Tuesday, March 3, 2015

GLUTEN FREE DAIRY FREE ANGEL FOOD CAKE

Posted by Bryna Bear aka Gluten Free Baking Bear

     With lots of egg whites saved from recipes using only yolks, baking an angel food cake seemed like a good idea.  I never tasted a home made angel food cake until I was an adult and before that I could not understand why people ate them.  Unlike the ones sold in stores, home made angel food cake is moist, light and delicious with a delightful texture.  Eaten plain or with toppings such as fruit sauce and or whipped cream this cake is a real treat.
     I used a traditional recipe from Martha Stewart and converted it into a GF version.  With a stand mixer or using a hand held electric mixer it is easily and quick to make.  It is best served the day you make it.



 GLUTEN FREE DAIRY FREE ANGEL FOOD CAKE

Ingredients
1/2 cup
Tapioca Flour
1/4 cup
Chickpea Flour
1/4 cup
Sorghum Flour
1/2 tsp.
Xanthan Gum
1 1/2 tsp.
Cream of Tarter
1/4 tsp.
Sea Salt
1 1/2 cup
Sugar - divided
1 3/4 cups/about 14 large
Egg Whites - room temperature
1 Tbs.
Water
1 1/2 tsp.
Vanilla Extract
1/2 tsp.
Almond Extract

Directions
  1. Preheat oven to 350℉.  You will need a 10-inch angel food pan or a tube pan with a removable bottom.  Do NOT grease the pan.
    This is an angel food pan with a removable bottom and
    with feet to keep the cake elevated as it cools.
  2. In a medium sized bowl add the flours, xanthan gum and 3/4 cup of sugar.  Mix well.  Set aside.
  3. In the bowl of a stand mixer add the egg whites and water.  Using the whisk attachment whip until foamy.
    Egg whites whipped until foamy.
  4. Add the salt, cream of tarter and vanilla to the egg whites and beat, on medium speed, until soft peaks form.
    Egg whites, cream of tarter and vanilla whipped to the soft peak stage.
  5. Continue beating the egg mixture while adding the remaining 3/4 cup of sugar, one tablespoon at a time until stiff, but not dry.
    Egg whites and sugar all whipped.
  6. In six additions, sift the flour mixture over the stiff egg whites.  Fold in the flour mixture after each addition.
    Some of the flour mixture sifted onto the egg whites.

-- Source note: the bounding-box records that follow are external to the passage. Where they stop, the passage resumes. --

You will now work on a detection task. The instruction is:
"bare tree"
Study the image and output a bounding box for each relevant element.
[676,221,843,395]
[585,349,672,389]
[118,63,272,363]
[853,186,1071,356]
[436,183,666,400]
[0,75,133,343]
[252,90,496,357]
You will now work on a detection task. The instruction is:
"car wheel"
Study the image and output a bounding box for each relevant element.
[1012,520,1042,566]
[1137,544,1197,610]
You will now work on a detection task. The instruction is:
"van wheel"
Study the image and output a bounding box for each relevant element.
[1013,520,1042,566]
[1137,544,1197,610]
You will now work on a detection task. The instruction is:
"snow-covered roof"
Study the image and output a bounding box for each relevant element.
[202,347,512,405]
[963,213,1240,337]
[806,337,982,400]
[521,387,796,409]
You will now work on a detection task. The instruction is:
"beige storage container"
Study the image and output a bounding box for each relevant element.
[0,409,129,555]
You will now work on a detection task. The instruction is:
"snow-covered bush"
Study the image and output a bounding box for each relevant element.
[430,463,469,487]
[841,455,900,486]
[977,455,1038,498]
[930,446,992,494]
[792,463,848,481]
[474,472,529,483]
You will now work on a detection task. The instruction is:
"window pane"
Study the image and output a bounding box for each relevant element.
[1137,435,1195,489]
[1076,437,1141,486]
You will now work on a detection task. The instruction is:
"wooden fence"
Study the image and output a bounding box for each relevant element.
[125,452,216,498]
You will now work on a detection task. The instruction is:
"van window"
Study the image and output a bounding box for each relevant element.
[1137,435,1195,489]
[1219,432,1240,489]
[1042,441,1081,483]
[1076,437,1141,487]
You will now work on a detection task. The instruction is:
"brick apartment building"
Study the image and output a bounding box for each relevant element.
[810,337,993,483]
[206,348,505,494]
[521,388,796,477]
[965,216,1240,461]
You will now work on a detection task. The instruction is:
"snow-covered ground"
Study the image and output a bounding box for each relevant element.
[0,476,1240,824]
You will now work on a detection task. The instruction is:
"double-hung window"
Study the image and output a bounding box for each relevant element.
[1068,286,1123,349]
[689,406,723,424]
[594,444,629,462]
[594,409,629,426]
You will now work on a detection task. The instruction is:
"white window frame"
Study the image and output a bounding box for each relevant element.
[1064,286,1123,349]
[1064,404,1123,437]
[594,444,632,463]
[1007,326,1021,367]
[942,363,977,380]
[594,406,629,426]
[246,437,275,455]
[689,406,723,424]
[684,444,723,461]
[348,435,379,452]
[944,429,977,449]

    Folding the flour into the egg whites.

    The egg whites after all the flour has been added.
  7. Scoop the mixture into the angel food or tube pan.  Run a knife through the batter to eliminate any air pockets and then smooth out the top with a silicone spatula.
    Batter in the pan.
  8. Bake about 35-40 minutes until the cake is golden brown and springs back when pressed.  Do not over bake.
    Cake after baking.
  9. Turn the cake pan upside down to cool completely.  If your pan does not have feet then turn the cake upside down and place the center ring over a wine bottle to keep it elevated.
    Cake cooling upside down.
  10. When cool, run a knife or offset spatula around the inner and outer edges of the pan.  Slide the side ring off the pan while holding the center of the pan.
  11. Run a knife along the bottom of the cake to release the cake.  I like to serve it with the bottom up but you can serve it any way you like.  A sharp rap of the pan when the cake is inverted will also release the cake.  Just do this over a plate or baking sheet.
  12. Serve plain or with a fruit or fruit sauce and or whipped cream or non dairy topping.  Some people like it with chocolate sauce.  
    A slice of cake with homemade strawberry sauce.
  13. It is best when served the day it is baked.  Left over cake will keep a few days at room temperature or in the fridge.  It is best to slice the cake using a serrated knife.
    The cake is also wonderful plain.